Personal information
- Full name: Steven Ferold Brown
- Date of birth: 6 July 1966 (age 59)
- Place of birth: Northampton, England
- Position: Midfielder

Youth career
- 000–1983: Northampton Town

Senior career*
- Years: Team / Apps / (Gls)
- 1983–1985: Northampton Town / 15 / (3)
- 1985–1989: Irthlingborough Diamonds
- 1989–1994: Northampton Town / 158 / (19)
- 1994–2004: Wycombe Wanderers / 371 / (35)
- Total:  / 544 / (57)

Managerial career
- 2004–2007: Wycombe Wanderers (assistant)
- 2007–2009: Queens Park Rangers (academy)

= Steve Brown (footballer, born 1966) =

English footballer (born 1966)

Steven Ferold Brown (born 6 July 1966) is an English former professional footballer who made nearly 550 appearances as a midfielder for Northampton Town and Wycombe Wanderers. He is Head of Academy Coaching at League One club Milton Keynes Dons.

==Playing career==
Born in Northampton, Brown started his career at Northampton Town, but left in December 1985 to join Irthlingborough Diamonds. He rejoined Northampton in July 1989 and was signed for Wycombe Wanderers in February 1994 by Martin O'Neill.
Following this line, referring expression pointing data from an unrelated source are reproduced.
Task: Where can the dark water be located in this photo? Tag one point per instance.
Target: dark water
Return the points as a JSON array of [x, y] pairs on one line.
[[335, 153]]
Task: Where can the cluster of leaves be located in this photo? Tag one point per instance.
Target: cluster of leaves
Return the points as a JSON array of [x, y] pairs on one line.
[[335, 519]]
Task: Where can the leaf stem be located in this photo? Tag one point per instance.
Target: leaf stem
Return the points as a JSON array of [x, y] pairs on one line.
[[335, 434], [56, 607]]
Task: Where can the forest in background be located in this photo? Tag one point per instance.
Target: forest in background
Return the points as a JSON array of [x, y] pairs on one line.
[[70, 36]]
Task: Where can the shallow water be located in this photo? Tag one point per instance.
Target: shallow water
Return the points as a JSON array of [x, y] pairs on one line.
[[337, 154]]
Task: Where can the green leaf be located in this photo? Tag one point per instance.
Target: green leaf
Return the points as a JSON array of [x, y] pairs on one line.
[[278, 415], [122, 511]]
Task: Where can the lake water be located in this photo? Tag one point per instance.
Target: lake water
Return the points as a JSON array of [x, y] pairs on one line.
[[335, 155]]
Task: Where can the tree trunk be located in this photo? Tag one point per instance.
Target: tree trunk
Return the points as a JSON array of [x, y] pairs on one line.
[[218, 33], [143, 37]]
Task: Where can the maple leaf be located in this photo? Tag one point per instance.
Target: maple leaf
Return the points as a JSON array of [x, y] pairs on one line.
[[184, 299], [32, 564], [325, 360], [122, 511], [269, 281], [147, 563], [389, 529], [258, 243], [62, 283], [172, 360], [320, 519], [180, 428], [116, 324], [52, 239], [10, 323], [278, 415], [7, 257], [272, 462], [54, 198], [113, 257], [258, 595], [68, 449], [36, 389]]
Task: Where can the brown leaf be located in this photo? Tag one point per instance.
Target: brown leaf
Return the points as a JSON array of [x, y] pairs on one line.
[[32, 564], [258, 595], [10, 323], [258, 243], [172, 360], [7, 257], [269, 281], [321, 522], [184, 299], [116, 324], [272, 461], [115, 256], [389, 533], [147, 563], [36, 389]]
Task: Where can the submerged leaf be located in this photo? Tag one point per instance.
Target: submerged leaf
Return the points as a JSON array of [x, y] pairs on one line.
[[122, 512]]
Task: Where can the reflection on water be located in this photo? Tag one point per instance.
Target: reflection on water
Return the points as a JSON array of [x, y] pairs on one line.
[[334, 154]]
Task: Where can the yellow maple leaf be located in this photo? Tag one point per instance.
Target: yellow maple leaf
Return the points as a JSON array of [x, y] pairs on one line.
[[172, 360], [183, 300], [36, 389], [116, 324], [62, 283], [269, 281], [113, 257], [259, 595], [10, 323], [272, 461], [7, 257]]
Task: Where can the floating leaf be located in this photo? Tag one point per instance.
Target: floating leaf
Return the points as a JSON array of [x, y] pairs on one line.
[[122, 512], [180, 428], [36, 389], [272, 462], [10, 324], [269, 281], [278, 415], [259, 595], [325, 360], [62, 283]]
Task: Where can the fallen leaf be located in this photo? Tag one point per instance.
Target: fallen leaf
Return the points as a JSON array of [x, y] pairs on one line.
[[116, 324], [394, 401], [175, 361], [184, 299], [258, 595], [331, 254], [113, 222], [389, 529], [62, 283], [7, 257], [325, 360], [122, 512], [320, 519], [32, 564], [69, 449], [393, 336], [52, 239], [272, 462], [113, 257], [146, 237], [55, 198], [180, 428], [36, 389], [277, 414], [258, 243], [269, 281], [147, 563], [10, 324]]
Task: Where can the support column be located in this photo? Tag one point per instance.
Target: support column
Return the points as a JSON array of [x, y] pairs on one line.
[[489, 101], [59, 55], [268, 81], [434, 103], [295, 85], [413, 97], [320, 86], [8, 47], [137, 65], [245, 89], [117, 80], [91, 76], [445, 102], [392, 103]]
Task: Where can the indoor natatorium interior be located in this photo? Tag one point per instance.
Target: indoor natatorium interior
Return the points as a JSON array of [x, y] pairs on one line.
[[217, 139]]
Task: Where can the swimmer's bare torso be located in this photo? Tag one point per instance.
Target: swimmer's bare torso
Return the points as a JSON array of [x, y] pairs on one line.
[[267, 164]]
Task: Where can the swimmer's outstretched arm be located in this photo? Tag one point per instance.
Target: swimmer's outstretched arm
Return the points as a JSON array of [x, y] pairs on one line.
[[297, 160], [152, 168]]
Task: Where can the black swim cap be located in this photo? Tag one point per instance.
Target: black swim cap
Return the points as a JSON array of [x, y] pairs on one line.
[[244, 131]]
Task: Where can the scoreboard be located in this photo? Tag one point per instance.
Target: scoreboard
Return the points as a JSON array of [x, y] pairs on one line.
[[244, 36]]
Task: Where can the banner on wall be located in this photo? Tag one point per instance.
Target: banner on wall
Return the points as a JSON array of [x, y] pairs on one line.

A fan favourite at the club, Brown featured in 443 games and scored 43 goals for the club in a ten-year career, and was part of the Wycombe Wanderers team that reached the semi-finals of the FA Cup in 2001.

==Managerial career==
Brown retired as a player in May 2004 but was appointed as assistant to Wycombe manager John Gorman along with fellow Blues legend Keith Ryan in November 2004. After Gorman's switch to Northampton, there was speculation that Brown would follow as he had strong links to the club. However, Wycombe confirmed that Brown would be staying on to work with new manager Paul Lambert.

In June 2007, Brown and Ryan left the club for what the club described as "financial reasons". In July 2007, Brown was appointed by John Gregory, his former manager at Wycombe, as youth team manager at Queens Park Rangers, a post he held until 2009.

After leaving Queens Park Rangers, Brown become involved in developing football in South-east Asia and worked as a coach on Vietnamese reality TV show Soccer Prince aiming to find a future star, with a prize of a place at the Liverpool Academy.

In October 2014, Brown joined the FA as Head of Regional Talent ID. On 8 January 2018, following redundancy from his previous role with the FA, Brown joined League One club Milton Keynes Dons as Head of Academy Coaching.